Our Promotions team at ASOS… We deal with hundreds of requests per second so we need to ensure that our services respond in the quickest manner for our customers (no one likes to be stuck when checking out an order).

In the Promotions team, we have found the following:

  • Our data changes infrequently
  • Our services consistently read from this persisted data
  • This results in high database/storage costs

So, how do we provide lightning-fast speeds for our customers while still maintaining our costs? Our solution is Azure Cosmos integrated cache.

Azure Cosmos integrated cache is a new feature that recently dropped which can lower costs, optimise reads, reduce latency, all whilst handling the cache management for you. Before we dive deep into the technical bits, let us take a step back to go over the basics.

Okay, let’s set the scene

Azure Cosmos DB is a fully managed NoSQL database designed for modern apps. It provides high availability and throughput with impressive SLAs, transparent replication and a range of consistency options. For us here in the Promotions platform, it is our preferred product to use for storing our promotion and discount data.

This is great… but how much does it cost?

You pay for the throughput you provision and the storage you consume on an hourly basis. Your throughput can be increased or decreased based on the amount your services require. The cost of all database operations by Azure Cosmos DB is expressed as Request Units (RUs). In this case, all you need to know is that write operations require more RUs (cost more) than read operations which has the potential to get very expensive depending on your workload.

What if the data rarely changes?

So, we have established that read operations are less expensive in comparison to other more compute-heavy database queries, but all operations consume some sort of RUs. An approach we’ve used before at ASOS would be to create our own cache or use another product (for example Redis). While this will reduce the need to call Cosmos for data, you will have the overhead of managing this. This is where Cosmos integrated cache can give you a quick win.

This infrastructure is a mechanism to ease the number of requests made to the database. Caching is a way to achieve this; it is the process of storing and accessing data. Whenever a new request arrives, the requested data is searched first in a cache. A cache hit occurs when the requested data can be found in a cache.

read-through cache pattern

In Azure Cosmos, there are two connection modes; Direct and Gateway. Direct mode is usually the quickest of the two because you directly connect to the Cosmos backend partitions. With the integrated cache, we have this new dedicated gateway. This dedicated gateway is a reserved space for you, and this is where the cache is stored. The cache works in a simple process where when requests go through, it will cache the response; this is also known as the read-through cache pattern, where if the data isn’t in the cache, it’s retrieved from the data store and added to the cache. The real advantage is that the next time the same request comes in then the cache will respond and there will be no need to consume any RUs for that request. Any updates to data in Cosmos will then also update the cache so all that is managed for you.

Performance

In the Promotions team at ASOS, we have an API which has a huge number of reads but very few writes, so that was a good candidate to run a comparison using the integrated cache.
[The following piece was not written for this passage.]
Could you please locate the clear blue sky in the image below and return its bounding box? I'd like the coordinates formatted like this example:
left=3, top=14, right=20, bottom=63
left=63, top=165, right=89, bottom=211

Below is a snippet of the performance test results.

We ran a performance test, one using integrated cache and the other without.

RPS: 100
Average RPS: 100
Duration: 30 mins

Final thoughts

Based on the performance test, we can see that even though the integrated cache is a little slower than the direct mode, the differences aren’t major and well within our teams SLA’s. The main difference is in the RU usage for our small performance test — we saw a massive 75% reduction in RUs, which is a notable cost saving. This type of cost saving allows ASOS to save money and distribute resources elsewhere, all in an effort to push the quality of service we provide to our customers.

The setup for the integrated cache was super easy (literally a checkbox), not having to manage the cache in terms of population and expiration really helps the team. For us, it’s a no-brainer — which is why you should cache your chips in and give it a go.